Jul 25, 2014
Prolonged hours of standing have long been an issue in the workplace. This method or system, most commonly practiced in factory settings, boomed during the Industrial Revolution. Factories have long required their workers to stand for faster production. In the United Kingdom, this practice had caused severe health problems to workers during the World War I. This sparked lobbyists to push for more seats for jobs that can be conducted while sitting.
Who Are Most Affected?
This problem is most common for assembly line workers, retail store employees, waiting staff, teachers, security workers, healthcare practitioners, flight attendants, and others. Most of the affected employees work in lower-paying jobs. In the UK alone, more than 11 million UK workers are at risk of illnesses caused by prolonged standing.
What are the Health Implications?
Standing for too long primarily impacts lower limbs, muscles, and blood vessels. It puts tremendous pressure on hip, knee, and ankle joints that may cause chronic injury. This pressure may cause feet deformations like flat feet and heel spurs. Patients also experience more severe back pain than those who do not experience prolonged standing.
Those who are affected often complain of symptoms such as swelling feet, aching muscles, tiredness, and discomfort. They may even develop varicose and spider veins. These conditions are caused by weakened blood vessels due to too much pressure. Weakened blood vessels can’t pump blood back up to the heart so blood stays in the vessels, causing them to twist and swell.
Unsightly veins can be a huge problem especially for women since they are the ones most affected by it. The increasing number of patients led to an increase in the clinics offering treatments. One such clinic is Soffer Health Institute which offers spider vein treatment in Miami. Another clinic performs sclerotherapy, the best spider vein treatment in Trenton.
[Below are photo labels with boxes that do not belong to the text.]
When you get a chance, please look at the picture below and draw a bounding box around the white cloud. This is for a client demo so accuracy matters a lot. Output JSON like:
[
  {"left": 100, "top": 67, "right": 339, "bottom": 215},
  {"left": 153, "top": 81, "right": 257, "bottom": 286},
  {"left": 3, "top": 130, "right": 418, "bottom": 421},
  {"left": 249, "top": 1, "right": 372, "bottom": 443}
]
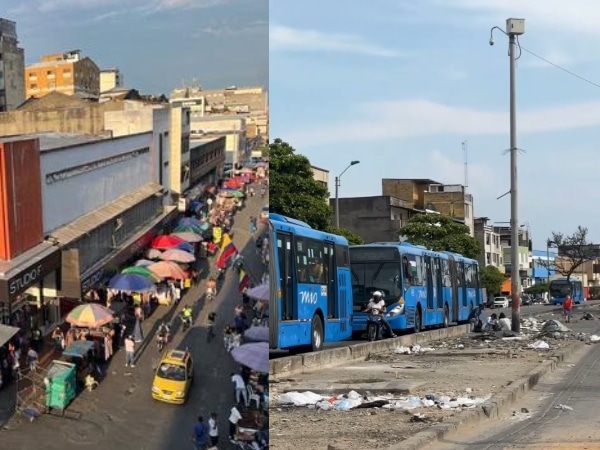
[
  {"left": 269, "top": 25, "right": 402, "bottom": 58},
  {"left": 286, "top": 100, "right": 600, "bottom": 150}
]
But perhaps the most serious health effect of standing too long is the worsening of a pre-existing coronary heart disease.
What is the Solution?
Contrary to popular belief, constant sitting is not the answer to this problem. In fact, studies have shown that prolonged sitting in an office negatively affects health, too. The safest solution, therefore, is to avoid staying in one working position throughout the shift. Instead, workers should stand, sit, move around, and even lie down once in a while. Tasks should be altered and be more varied to avoid other musculoskeletal problems (e.g. carpal tunnel syndrome).
Working desks should also be adjustable in height so that workers can change postures and relax their body a bit if they feel muscle tensions. Chairs should also be adjustable, movable, and comfortable. Employers should also provide more flexible and timely rest breaks.
Providing these options for employees are the latter’s right and not a privilege. Unions can push for these reforms, and if the employers do not comply, they can take it to court. Every country has a specific law with provisions for workplace hazards. In the United States, rights of employees are covered by the Occupational Safety and Health Act.